Tradisi Methil Merupakan simbol rasa syukur kepada sang maha pencipta Tuhan Yang Maha Esa, atas berkah dan karunia yang telah dilimpahkan serta kepercayaan masyarakat jawa tentang adanya Dewi Sri atau Dewi Padi sebagai simbol dari kemakmuran selain itu ada beberapa juga dengan pemikiran untuk memberi penghormatan kepada pepunden (penunggu) yang mbaurekso (menguasai) tanah sawah tersebut. Sebagai ungkapan rasa terima kasih kepada pepunden. Sebagai pemilik sawah akan memberikan persembahan sesaji yang menjadi kelangenan (kesukaan) pepunden yang mbaurekso tanah sawah hal ini akan dimulainya panen raya padi oleh pemilik sawah.
Ritual Methil (kenduri kecil) yang dilakukan di sawah ini dipimpin oleh sesepuh desa (tokoh setempat) yang dipercaya memiliki kemampuan untuk memimpin upacara adat, ini dilakukan setelah sholat subuh biasanya dihadiri oleh tetangga rumah dan tetangga pemilik sawah yang sudah ada/bekerja disawahnya.
Dalam proses Methil, sesepuh akan menancapkan syarat di empat penjuru sawah dan di tengah-tengah sawah. Syarat yang ditancapkan itu yang terdiri atas beberapa jenis daun-daunan antara lain pupus aren, janur kuning, daun dadap, pulutan, daun girang dan sedikit buceng (tumpeng bersama isinya).
Yang ditancapkan di keempat penjuru sawah itu disebut bundel pojok papat, sedangkan yang ditancapkan tepat di tengah-tengah sawah disebut tarup agung.
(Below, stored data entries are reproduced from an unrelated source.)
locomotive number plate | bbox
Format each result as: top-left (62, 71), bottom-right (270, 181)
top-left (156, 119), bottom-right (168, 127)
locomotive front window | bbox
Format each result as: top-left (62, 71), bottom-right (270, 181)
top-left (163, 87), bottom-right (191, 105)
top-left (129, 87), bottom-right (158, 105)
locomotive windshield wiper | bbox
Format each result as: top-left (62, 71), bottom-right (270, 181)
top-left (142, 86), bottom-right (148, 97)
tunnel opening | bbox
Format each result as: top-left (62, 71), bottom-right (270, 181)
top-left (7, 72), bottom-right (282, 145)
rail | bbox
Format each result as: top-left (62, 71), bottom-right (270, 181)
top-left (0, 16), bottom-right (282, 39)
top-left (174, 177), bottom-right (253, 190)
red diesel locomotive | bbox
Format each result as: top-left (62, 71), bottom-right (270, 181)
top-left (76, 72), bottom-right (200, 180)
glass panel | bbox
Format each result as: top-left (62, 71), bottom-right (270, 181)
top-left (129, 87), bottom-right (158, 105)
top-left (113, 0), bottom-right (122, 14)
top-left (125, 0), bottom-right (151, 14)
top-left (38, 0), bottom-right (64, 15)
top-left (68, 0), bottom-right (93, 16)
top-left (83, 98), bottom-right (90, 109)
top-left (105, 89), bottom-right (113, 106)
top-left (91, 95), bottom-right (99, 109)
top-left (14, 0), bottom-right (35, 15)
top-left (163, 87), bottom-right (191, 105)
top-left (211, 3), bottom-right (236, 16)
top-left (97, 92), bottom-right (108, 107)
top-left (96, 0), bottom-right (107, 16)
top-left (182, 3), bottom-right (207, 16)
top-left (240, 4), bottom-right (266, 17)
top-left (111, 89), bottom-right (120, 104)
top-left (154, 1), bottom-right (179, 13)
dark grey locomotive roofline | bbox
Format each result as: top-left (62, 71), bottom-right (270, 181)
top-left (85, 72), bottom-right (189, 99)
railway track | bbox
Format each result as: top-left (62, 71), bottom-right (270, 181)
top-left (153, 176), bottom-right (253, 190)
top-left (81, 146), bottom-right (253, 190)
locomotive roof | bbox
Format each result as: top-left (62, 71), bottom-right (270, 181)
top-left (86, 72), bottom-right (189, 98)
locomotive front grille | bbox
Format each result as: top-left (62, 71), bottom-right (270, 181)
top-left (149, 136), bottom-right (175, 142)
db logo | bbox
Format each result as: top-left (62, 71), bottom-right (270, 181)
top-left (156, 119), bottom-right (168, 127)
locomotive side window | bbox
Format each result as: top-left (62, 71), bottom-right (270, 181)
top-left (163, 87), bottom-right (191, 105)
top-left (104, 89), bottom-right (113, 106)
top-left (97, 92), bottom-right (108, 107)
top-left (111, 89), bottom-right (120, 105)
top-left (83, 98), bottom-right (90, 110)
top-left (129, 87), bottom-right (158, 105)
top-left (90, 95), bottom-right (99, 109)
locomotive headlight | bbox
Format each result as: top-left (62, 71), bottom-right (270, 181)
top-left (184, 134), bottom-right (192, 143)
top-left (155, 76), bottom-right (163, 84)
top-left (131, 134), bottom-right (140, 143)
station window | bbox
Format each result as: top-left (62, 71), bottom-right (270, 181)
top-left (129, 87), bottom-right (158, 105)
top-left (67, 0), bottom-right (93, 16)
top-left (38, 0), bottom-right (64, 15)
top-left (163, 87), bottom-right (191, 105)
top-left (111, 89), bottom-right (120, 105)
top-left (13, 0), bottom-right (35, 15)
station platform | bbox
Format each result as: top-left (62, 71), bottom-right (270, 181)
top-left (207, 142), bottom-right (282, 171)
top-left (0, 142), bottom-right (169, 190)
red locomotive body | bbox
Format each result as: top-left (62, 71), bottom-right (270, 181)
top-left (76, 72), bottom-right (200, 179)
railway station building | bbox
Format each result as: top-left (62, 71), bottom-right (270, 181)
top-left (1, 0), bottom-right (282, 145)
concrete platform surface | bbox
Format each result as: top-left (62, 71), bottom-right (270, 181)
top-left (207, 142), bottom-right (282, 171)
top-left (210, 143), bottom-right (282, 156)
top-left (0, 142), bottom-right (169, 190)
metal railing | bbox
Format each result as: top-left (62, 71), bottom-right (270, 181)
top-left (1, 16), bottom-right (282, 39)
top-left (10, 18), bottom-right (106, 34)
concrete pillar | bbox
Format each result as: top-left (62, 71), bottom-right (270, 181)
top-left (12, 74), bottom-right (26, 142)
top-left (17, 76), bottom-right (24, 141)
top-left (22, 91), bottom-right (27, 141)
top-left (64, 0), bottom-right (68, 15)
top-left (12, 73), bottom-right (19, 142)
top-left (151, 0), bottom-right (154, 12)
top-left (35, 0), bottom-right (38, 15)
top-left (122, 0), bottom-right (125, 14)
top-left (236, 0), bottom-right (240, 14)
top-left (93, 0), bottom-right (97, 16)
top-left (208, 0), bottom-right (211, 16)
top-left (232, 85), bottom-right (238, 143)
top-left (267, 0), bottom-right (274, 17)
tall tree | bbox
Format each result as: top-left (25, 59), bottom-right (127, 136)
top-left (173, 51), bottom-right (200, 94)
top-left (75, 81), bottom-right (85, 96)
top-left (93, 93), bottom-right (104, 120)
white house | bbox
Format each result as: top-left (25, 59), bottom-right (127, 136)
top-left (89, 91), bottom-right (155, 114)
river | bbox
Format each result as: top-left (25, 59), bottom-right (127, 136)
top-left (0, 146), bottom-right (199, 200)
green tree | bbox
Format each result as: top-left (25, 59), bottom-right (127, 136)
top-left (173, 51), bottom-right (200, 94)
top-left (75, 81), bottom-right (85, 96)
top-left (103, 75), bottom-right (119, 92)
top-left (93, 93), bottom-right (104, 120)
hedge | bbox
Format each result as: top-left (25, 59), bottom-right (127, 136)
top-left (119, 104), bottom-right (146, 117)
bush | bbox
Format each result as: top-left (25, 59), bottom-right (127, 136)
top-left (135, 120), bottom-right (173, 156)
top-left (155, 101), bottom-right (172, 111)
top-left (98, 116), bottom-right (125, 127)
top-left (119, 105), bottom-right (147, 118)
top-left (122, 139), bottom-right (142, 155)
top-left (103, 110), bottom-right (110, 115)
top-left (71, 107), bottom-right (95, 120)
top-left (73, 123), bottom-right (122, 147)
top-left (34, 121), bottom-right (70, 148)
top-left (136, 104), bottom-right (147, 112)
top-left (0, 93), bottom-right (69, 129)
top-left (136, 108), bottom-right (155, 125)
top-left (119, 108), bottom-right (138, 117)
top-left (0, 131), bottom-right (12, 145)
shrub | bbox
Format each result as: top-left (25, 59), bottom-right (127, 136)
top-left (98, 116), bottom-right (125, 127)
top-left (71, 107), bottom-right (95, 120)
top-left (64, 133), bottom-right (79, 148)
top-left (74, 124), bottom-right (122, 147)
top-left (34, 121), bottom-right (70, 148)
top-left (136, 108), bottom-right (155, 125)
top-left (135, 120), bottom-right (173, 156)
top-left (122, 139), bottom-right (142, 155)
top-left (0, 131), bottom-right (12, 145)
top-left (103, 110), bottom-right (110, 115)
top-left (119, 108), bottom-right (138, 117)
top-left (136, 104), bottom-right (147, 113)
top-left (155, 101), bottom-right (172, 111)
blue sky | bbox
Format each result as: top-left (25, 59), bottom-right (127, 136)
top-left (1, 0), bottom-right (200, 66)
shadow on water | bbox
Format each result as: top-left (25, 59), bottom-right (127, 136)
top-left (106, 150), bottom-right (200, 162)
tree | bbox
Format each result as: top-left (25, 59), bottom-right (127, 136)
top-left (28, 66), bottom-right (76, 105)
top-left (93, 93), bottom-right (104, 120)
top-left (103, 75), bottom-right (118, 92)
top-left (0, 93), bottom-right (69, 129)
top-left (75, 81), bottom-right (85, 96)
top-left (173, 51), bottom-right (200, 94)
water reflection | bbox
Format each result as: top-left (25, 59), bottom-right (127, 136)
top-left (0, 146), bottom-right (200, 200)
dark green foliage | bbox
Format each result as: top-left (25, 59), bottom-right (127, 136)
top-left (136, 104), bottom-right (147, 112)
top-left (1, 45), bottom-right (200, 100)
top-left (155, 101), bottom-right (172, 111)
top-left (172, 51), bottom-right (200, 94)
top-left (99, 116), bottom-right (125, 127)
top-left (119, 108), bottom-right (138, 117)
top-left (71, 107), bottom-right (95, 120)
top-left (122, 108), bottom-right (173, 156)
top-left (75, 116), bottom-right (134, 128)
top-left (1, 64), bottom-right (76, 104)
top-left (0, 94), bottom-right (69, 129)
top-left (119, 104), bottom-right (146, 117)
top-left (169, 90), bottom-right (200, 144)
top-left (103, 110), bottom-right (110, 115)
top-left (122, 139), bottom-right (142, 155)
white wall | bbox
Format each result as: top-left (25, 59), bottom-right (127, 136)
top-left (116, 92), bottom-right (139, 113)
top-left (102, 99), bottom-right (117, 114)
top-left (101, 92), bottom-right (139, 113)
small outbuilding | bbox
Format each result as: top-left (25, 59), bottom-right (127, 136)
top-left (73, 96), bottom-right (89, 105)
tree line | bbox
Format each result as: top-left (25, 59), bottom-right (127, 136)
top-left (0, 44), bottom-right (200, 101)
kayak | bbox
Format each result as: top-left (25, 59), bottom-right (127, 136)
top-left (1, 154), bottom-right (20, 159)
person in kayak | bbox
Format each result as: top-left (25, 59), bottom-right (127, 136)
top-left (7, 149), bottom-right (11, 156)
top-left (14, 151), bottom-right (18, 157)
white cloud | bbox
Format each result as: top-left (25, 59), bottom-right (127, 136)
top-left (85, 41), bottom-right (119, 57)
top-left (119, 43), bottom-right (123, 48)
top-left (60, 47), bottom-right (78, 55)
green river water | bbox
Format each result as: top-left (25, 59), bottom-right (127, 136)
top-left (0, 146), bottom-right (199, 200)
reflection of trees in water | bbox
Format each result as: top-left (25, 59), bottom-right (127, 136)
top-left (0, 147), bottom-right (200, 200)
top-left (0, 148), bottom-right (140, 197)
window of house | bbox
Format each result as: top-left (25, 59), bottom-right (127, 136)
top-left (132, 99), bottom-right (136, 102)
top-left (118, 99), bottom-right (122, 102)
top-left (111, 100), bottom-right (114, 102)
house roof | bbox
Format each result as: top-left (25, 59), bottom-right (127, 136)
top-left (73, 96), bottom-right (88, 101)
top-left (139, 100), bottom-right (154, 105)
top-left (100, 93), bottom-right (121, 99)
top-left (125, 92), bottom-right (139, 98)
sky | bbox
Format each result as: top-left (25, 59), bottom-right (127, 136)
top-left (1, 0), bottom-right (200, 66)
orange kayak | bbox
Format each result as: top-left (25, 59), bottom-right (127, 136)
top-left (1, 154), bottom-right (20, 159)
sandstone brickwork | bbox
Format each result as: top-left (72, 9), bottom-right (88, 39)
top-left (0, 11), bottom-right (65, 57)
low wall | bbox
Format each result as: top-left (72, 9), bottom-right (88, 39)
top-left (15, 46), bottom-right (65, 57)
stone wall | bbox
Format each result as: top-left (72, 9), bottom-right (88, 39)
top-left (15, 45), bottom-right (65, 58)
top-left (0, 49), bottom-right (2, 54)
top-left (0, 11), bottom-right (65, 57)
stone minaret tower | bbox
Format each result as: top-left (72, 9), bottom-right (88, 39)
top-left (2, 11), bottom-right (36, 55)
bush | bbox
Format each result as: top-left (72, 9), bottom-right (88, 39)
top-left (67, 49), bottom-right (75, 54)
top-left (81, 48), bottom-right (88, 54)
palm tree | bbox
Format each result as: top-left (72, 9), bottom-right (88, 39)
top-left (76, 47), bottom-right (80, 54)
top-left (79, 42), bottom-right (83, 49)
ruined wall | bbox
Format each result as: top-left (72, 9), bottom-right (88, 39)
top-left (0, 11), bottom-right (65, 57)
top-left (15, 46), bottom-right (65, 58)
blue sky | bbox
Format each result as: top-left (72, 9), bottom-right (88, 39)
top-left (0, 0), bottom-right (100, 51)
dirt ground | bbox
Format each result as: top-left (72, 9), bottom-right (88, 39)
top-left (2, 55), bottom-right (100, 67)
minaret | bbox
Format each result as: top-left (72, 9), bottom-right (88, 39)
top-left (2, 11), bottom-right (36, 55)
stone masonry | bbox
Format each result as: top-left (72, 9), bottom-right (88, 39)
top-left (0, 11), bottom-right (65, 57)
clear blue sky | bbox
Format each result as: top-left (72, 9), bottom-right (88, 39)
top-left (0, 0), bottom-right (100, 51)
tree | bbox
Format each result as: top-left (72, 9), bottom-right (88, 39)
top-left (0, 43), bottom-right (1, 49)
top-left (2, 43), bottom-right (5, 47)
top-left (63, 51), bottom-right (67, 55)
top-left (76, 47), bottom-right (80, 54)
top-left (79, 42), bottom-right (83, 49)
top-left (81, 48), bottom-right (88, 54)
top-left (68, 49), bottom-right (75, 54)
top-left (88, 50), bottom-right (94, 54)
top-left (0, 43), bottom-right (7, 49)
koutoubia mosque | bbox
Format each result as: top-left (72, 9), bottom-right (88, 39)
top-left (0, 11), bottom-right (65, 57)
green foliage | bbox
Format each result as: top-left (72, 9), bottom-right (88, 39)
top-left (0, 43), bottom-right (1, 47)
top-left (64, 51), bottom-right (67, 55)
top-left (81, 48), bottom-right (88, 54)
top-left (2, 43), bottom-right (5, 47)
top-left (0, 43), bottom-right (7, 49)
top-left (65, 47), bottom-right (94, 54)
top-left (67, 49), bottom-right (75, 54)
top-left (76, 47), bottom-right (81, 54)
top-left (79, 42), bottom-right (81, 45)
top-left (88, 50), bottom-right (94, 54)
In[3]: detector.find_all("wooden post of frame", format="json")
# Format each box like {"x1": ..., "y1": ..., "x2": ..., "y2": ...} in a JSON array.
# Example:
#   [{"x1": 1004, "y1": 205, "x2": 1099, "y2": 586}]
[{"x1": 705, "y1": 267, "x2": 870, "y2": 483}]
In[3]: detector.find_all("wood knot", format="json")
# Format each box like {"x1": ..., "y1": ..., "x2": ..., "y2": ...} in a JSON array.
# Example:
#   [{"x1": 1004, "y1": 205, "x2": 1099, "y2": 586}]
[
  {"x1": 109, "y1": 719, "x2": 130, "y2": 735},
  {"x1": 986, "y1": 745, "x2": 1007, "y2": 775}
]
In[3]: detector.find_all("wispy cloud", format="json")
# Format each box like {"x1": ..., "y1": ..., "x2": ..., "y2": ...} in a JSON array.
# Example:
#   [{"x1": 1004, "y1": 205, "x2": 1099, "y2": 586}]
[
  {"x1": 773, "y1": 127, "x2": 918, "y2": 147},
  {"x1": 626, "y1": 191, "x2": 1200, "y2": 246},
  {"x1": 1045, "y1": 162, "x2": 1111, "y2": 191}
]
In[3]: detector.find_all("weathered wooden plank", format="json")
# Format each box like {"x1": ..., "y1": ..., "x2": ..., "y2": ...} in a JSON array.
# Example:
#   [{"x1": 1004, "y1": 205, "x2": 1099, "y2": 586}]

Pada tarup agung inilah tempat pertama dimulainya wiwitan menggunakan ani-ani (pemotongan padi) alat potong padi zaman dulu sekarang saya sudah tidak lagi menemukan alat-alat tersebut dirumah saya.
Pada tarup agung terdapat sesaji berupa, kelapa muda, pisang setandan, apem, ayam panggang, cok bakal, kembang awur-awur, kinang, kemenyan, dan beberapa jenis makanan yang dipercaya menjadi kelangenan (kesukaan).
Bagi masyarakat Jawa yang masih menganut budaya leluhur, ritual ini wajib dilaksanakan agar hasil panen yang diperoleh awet dan cukup untuk kebutuhan sehari-hari. Akan tetapi hal ini sudah tidak saya temukan kembali ritual/tradisi-tradisi Methil dikarenakan sudah tergeser oleh perkembangn zaman.
Tradisi/kebudayaan-kebudayan ini akan punah dengan sendirinya dan tergilas oleh pemikiran-pemikiran modern, saya masih sedikit berharap agar tradisi/budaya leluhur jangan pernah kita lupakan bahkan menghilangkan, karena ini adalah warisan para leluhur kita untuk anak cucu kita dikemudian hari.
Tradisi Methil ini menurutku sangat-sangatlah filosofi bagimana kita bersyukur terhadap hasil alam/bumi untuk mengingat Tuhan sang pencipta alam, bagiamana kita mencintai alam dengan tidak merusaknya secara langsung serta menanamnya kembali agar menghasilkan produksi hasil bumi (bersatunya kita dengan alam).